If a student tried to park in the San Jose State Parking Lot 4 on Wednesday, they would have found the SJSU marching band, barefoot, dressed in farmer’s clothing, playing music and walking on 3,000 pounds of clay dispersed on a white canvas.
This artistic event called “Phones, Tones and Bones” originated about one year ago when Shaun O’Dell, assistant professor and program coordinator of the pictorial art department, asked Futurefarmers to help create the project.
Futurefarmers is an art collective founded in 1995 by designer Amy Franceschini in San Francisco. Futurefarmers includes artists, designers, architects, anthropologists, writers and farmers who collaborate to create work “relevant to the time and place surrounding us,” according to its website.
“I’ve known Amy since such a long time, so I told her ‘you should come and do a project [at SJSU],’ ” O’Dell said.
He then introduced Franceschini to Alena Sauzade, gallery director and collections manager at SJSU’s Natalie and James Thompson Art Gallery.
“Their idea was ‘We would love to see the marching band stamp on clay,’ ” Sauzade said. “That was a pretty open ended situation.”
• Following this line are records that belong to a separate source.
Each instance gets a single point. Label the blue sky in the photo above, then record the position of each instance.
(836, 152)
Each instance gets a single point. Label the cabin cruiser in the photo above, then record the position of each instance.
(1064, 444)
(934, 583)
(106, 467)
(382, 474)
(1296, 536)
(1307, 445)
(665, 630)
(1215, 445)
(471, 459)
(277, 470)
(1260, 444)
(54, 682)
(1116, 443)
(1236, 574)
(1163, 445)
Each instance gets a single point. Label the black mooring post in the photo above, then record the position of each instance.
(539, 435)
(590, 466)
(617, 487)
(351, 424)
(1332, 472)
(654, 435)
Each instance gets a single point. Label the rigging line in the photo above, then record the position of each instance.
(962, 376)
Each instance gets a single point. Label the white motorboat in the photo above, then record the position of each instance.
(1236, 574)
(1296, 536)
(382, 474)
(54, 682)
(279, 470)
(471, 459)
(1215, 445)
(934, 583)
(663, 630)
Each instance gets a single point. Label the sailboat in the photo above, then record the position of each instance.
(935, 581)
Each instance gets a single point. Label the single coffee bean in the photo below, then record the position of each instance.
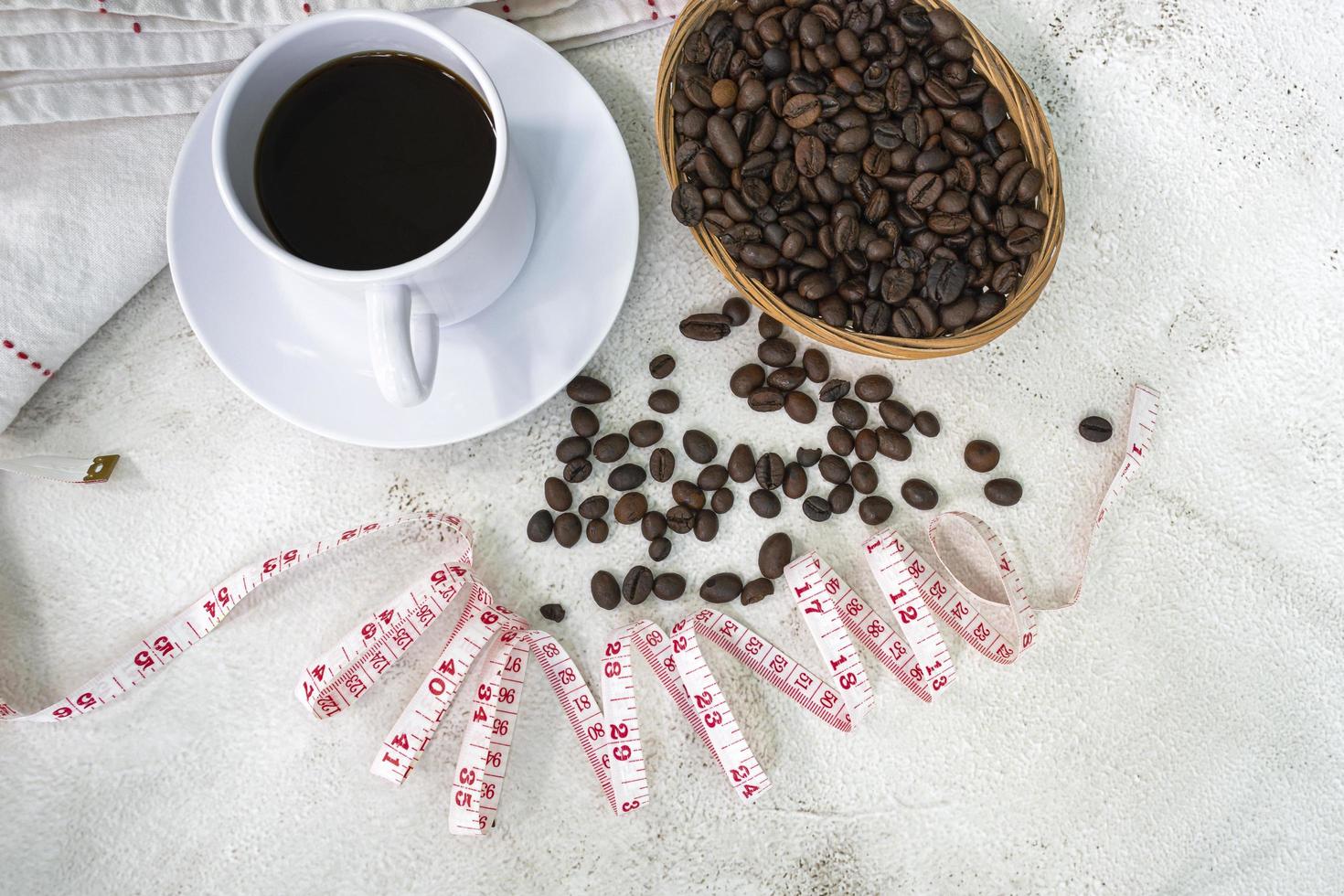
(611, 448)
(920, 495)
(1094, 429)
(637, 586)
(606, 590)
(765, 504)
(583, 421)
(771, 470)
(834, 389)
(875, 509)
(661, 367)
(872, 389)
(631, 508)
(816, 508)
(746, 379)
(680, 518)
(849, 414)
(706, 328)
(664, 400)
(645, 432)
(586, 389)
(668, 586)
(594, 508)
(540, 526)
(661, 464)
(981, 455)
(720, 587)
(568, 529)
(755, 590)
(742, 464)
(625, 477)
(706, 524)
(558, 495)
(699, 446)
(1003, 492)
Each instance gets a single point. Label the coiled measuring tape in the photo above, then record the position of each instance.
(909, 645)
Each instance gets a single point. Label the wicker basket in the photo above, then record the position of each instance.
(1037, 142)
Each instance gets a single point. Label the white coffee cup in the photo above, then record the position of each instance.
(406, 304)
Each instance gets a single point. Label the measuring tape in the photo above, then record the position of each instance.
(499, 644)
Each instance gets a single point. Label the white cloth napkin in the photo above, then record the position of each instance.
(96, 98)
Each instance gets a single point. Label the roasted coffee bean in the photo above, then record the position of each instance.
(611, 448)
(981, 455)
(637, 586)
(668, 586)
(720, 587)
(849, 414)
(540, 526)
(920, 495)
(568, 529)
(594, 508)
(746, 379)
(558, 495)
(606, 590)
(765, 504)
(742, 464)
(586, 389)
(664, 400)
(645, 432)
(625, 477)
(816, 508)
(1094, 429)
(769, 470)
(1003, 492)
(631, 508)
(926, 423)
(755, 590)
(834, 389)
(872, 389)
(583, 422)
(680, 518)
(875, 509)
(706, 328)
(661, 367)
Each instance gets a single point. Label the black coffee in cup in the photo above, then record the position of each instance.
(374, 160)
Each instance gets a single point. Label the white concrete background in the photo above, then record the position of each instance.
(1178, 732)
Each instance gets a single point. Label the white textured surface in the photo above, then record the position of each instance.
(1180, 731)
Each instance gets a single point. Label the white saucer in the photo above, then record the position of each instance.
(302, 352)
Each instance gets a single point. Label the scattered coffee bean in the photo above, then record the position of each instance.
(568, 529)
(920, 495)
(699, 446)
(874, 509)
(664, 400)
(1094, 429)
(1003, 492)
(661, 367)
(981, 455)
(668, 586)
(558, 495)
(539, 527)
(765, 504)
(720, 587)
(631, 508)
(606, 590)
(586, 389)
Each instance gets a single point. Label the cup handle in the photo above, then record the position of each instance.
(402, 346)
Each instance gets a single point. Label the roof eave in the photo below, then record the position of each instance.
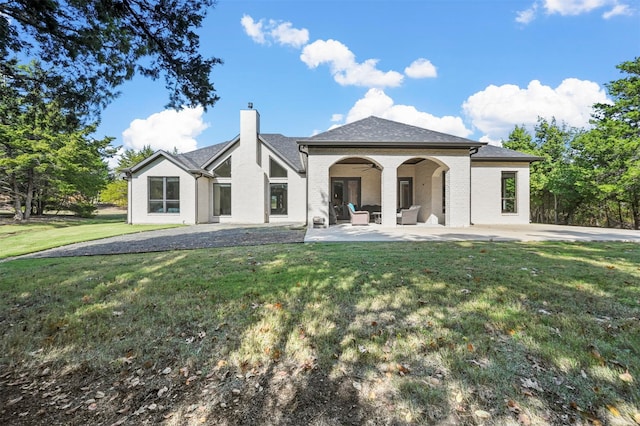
(389, 144)
(507, 159)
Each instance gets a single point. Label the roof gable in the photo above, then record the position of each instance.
(375, 131)
(286, 147)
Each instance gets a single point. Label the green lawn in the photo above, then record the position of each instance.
(32, 236)
(504, 333)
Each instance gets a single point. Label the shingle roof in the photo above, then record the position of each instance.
(497, 153)
(374, 131)
(371, 132)
(197, 159)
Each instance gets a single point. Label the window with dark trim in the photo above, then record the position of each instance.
(164, 194)
(224, 169)
(278, 194)
(509, 192)
(276, 170)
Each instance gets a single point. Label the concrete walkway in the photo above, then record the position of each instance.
(532, 232)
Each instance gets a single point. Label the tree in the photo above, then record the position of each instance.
(89, 48)
(116, 190)
(554, 193)
(612, 148)
(47, 157)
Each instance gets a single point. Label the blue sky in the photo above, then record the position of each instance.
(472, 68)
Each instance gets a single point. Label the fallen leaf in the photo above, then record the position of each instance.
(14, 401)
(481, 414)
(403, 369)
(613, 410)
(513, 406)
(530, 384)
(626, 377)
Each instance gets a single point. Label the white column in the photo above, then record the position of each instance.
(389, 193)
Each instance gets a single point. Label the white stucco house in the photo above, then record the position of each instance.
(375, 164)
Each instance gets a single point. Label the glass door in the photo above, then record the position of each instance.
(344, 191)
(405, 193)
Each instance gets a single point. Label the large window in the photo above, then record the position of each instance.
(509, 201)
(222, 199)
(278, 198)
(164, 195)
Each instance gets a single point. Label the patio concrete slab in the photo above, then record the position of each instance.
(532, 232)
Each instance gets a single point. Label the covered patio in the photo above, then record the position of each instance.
(420, 181)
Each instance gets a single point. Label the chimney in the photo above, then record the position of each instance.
(248, 193)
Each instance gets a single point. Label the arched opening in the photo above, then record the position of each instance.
(355, 180)
(422, 182)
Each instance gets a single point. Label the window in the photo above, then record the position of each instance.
(276, 170)
(222, 199)
(509, 192)
(278, 198)
(164, 195)
(224, 169)
(405, 193)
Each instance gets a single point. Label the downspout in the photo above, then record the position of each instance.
(472, 151)
(306, 171)
(197, 221)
(127, 177)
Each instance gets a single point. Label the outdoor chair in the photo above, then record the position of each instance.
(408, 216)
(360, 217)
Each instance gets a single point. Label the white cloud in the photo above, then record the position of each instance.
(497, 109)
(618, 10)
(376, 102)
(253, 29)
(344, 68)
(285, 34)
(526, 16)
(166, 130)
(573, 8)
(282, 33)
(421, 68)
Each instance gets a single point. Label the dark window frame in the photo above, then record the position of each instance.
(509, 192)
(163, 205)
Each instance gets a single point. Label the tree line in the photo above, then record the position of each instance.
(589, 177)
(82, 52)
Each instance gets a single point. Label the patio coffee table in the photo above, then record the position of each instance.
(377, 217)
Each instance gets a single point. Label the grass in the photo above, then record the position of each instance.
(29, 237)
(505, 333)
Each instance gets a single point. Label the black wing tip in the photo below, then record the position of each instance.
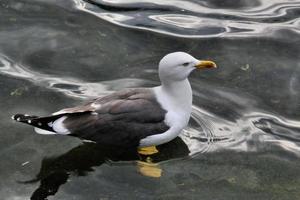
(17, 117)
(22, 117)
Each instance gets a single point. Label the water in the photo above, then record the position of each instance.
(243, 141)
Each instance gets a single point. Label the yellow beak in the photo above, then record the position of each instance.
(205, 64)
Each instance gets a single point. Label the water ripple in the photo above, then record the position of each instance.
(208, 131)
(199, 19)
(69, 86)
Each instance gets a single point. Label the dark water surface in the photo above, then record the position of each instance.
(243, 141)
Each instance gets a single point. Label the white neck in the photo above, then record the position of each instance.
(178, 95)
(176, 98)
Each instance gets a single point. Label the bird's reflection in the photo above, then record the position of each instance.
(80, 160)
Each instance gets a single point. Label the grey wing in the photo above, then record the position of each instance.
(122, 119)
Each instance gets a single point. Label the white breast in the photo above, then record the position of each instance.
(177, 101)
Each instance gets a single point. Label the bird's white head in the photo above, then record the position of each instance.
(178, 65)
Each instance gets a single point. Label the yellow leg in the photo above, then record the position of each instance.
(147, 150)
(149, 169)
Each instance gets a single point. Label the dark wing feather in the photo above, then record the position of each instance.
(122, 118)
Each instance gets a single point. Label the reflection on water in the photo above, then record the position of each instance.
(199, 18)
(243, 138)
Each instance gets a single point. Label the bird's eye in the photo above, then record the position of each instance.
(186, 64)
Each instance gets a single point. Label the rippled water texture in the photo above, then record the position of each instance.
(243, 141)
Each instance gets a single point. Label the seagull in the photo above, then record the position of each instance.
(133, 117)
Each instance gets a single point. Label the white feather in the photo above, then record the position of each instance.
(59, 127)
(43, 132)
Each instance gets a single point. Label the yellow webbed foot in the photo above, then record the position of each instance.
(147, 150)
(149, 169)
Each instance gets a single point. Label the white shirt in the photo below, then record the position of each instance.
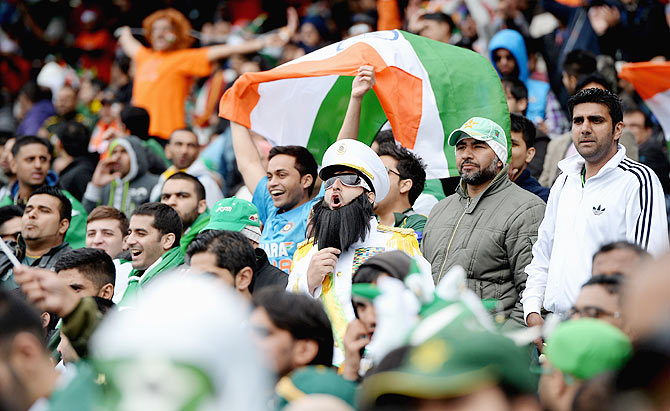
(623, 201)
(340, 311)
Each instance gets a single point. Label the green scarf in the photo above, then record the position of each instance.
(137, 279)
(190, 233)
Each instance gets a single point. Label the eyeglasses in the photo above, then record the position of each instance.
(591, 311)
(349, 180)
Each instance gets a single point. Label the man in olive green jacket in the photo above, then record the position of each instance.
(489, 225)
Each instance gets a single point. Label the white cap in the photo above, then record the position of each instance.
(359, 157)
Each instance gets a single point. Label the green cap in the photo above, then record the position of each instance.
(453, 364)
(314, 379)
(586, 347)
(368, 291)
(235, 214)
(482, 129)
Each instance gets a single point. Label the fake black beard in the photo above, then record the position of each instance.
(342, 227)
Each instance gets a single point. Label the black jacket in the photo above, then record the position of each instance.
(48, 260)
(266, 274)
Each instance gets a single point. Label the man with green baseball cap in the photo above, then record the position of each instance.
(577, 351)
(236, 214)
(489, 225)
(455, 370)
(314, 379)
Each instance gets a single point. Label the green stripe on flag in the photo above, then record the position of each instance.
(331, 114)
(465, 85)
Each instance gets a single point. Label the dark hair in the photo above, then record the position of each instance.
(74, 137)
(300, 315)
(631, 109)
(441, 18)
(26, 140)
(409, 166)
(593, 77)
(600, 96)
(521, 124)
(166, 219)
(304, 161)
(580, 62)
(35, 93)
(94, 264)
(17, 316)
(385, 137)
(611, 283)
(65, 209)
(197, 185)
(516, 88)
(136, 120)
(233, 250)
(9, 212)
(111, 213)
(621, 245)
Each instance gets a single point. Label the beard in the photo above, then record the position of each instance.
(481, 176)
(342, 227)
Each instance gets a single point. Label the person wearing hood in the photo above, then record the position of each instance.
(183, 150)
(509, 57)
(31, 162)
(122, 180)
(75, 164)
(35, 103)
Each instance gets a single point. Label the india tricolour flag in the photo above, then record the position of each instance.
(425, 89)
(652, 83)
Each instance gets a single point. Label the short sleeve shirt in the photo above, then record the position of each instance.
(162, 82)
(282, 232)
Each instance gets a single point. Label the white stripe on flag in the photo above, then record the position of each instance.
(302, 95)
(659, 104)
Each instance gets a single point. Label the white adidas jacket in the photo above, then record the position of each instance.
(623, 201)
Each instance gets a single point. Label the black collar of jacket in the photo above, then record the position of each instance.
(499, 183)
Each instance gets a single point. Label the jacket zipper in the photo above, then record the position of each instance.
(446, 255)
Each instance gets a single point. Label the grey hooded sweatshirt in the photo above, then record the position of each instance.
(127, 192)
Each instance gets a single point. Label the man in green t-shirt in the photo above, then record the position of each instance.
(186, 194)
(153, 241)
(44, 223)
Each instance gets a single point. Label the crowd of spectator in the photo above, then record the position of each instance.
(158, 256)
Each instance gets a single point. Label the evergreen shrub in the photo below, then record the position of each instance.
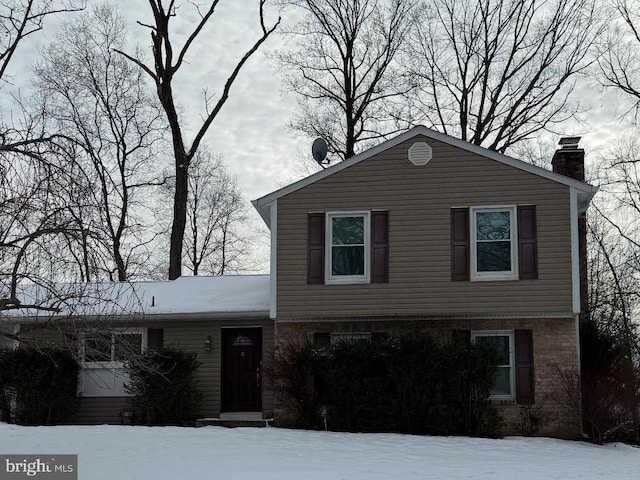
(38, 386)
(410, 384)
(164, 388)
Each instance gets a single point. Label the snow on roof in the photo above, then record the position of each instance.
(186, 295)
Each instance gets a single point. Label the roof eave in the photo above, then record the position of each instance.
(262, 203)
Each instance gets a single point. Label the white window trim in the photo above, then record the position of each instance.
(349, 336)
(512, 358)
(112, 364)
(347, 279)
(492, 276)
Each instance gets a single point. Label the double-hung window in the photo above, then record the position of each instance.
(103, 355)
(348, 247)
(494, 247)
(111, 347)
(503, 343)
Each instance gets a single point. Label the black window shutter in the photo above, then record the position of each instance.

Organizers said the event was the beginning of a much bigger art project. All the artistic components from the performance will be used for an exhibition at the gallery on March 1.
“A lot of this is material being produced that would go into the gallery,” said O’Dell. “The sound will be in the gallery, the video [of the performance] will be in the gallery, the print too.”
Adam Shiverdecker, SJSU associate professor of spatial art said his ceramics students will collect the clay shaped by the band’s footprints, and transform it into hollow vessels. An independent sound artist, Chris Cooper, will add an electronic mechanism inside the vessel and tap the inside to produce sounds.
“So when you walk into the exhibition, I think there’s going to be different sounds happening from the different vessels that we’re making, ” Shiverdecker said. “I’m just thinking about how many layers are created [from the event].”
The pictorial art department will create a limited edition vinyl recording along with a video produced at the performance. O’Dell said overhead shots of the clay might be used for the vinyl cover.
“It’s a huge collaboration,” O’Dell said.
Sauzade said it was challenging to organize an event with so many moving parts and university resources. She said she ensured the art department’s involvement in the project and managed futurefarmers’ expectations in regards to what facilities SJSU would be able to offer.
“And now, this is it,” O’Dell said, motioning to the ongoing event in front of him.
The university marching band played their instruments and walked on clay carefully at first, laughing quietly about the unexpected situation. As the event progressed, the band started smashing and wedging the clay on the ground without hesitation.
Two kinds of clay were spread out on the white canvas: one from the San Joaquin Valley, and the other was volcanic ash similar to soil from the moon. The first represents the Central Valley’s agricultural history and the “current reality” of the California drought which affects 37.2 million people in the state, and the second form of clay represents the “possibility of life beyond earth,” according to the presentation of the project.
“The idea is thinking about land use, our impact on the land, and so the clay is kind of representative of that,” Shiverdecker said. “Wedging the clay kind of records our impact on Earth.”
Craig McKenzie, SJSU assistant director of bands and director of athletic bands, instructed the musicians through a microphone.
“We’re gonna keep the tempo, even if it’s free improv,” McKenzie said to the marching band. “Some of the clay feels lonely here!” he added, pointing to empty space on the canvas.
The music played at the event was composed by McKenzie, who based his work on data points from the clay. Each of the notes the band played corresponded to a measurement taken from the clay they were marching on.
“We play at basketball games, at football games usually, but we’re musicians and artists also,” McKenzie said.
Lillian Escobar, music education freshmen, is a marching band member who played at the event.
“Most people can find it a little bit weird, but I think it’s really cool and fascinating,” Escobar said after the event. “It’s nice to get so many people to come together to do one thing, it creates a sense of fellowship. ”
At the end of the performance, the clay spread on the ground became flat as a result of the stomping, creating circles of different shades formed by the marching band’s footprints.
The event was an artistic event and an in-site production process for the larger creative project.
In line with Franceschini’s artistic approach, a full understanding of the event was not required to appreciate it.
O’Dell said he didn’t know the whole meaning of the event, but it didn’t stop him from being fully involved in the project.
“I think, for us, it’s always exciting as artists to kind of have a space of surprise, because if we know what we’re doing, we just become producers,” Franceschini said at the end of the event.
Before creating a product, the producer has to plan every detail of it. Before an artistic performance, space is given to the unknown, and to human interpretation and interaction with the environment. Rather than churning out a product, planned and methodical, Franceschini was excited to give students a space to improvise.
SJSU Interim President Steve Perez who also attended the event said the students, faculty and staff’s work was “unbelievably creative.”
“We’re the university at the center of the innovation capital of the world, and this is it, right here, innovating and making art just in front of us,” he said.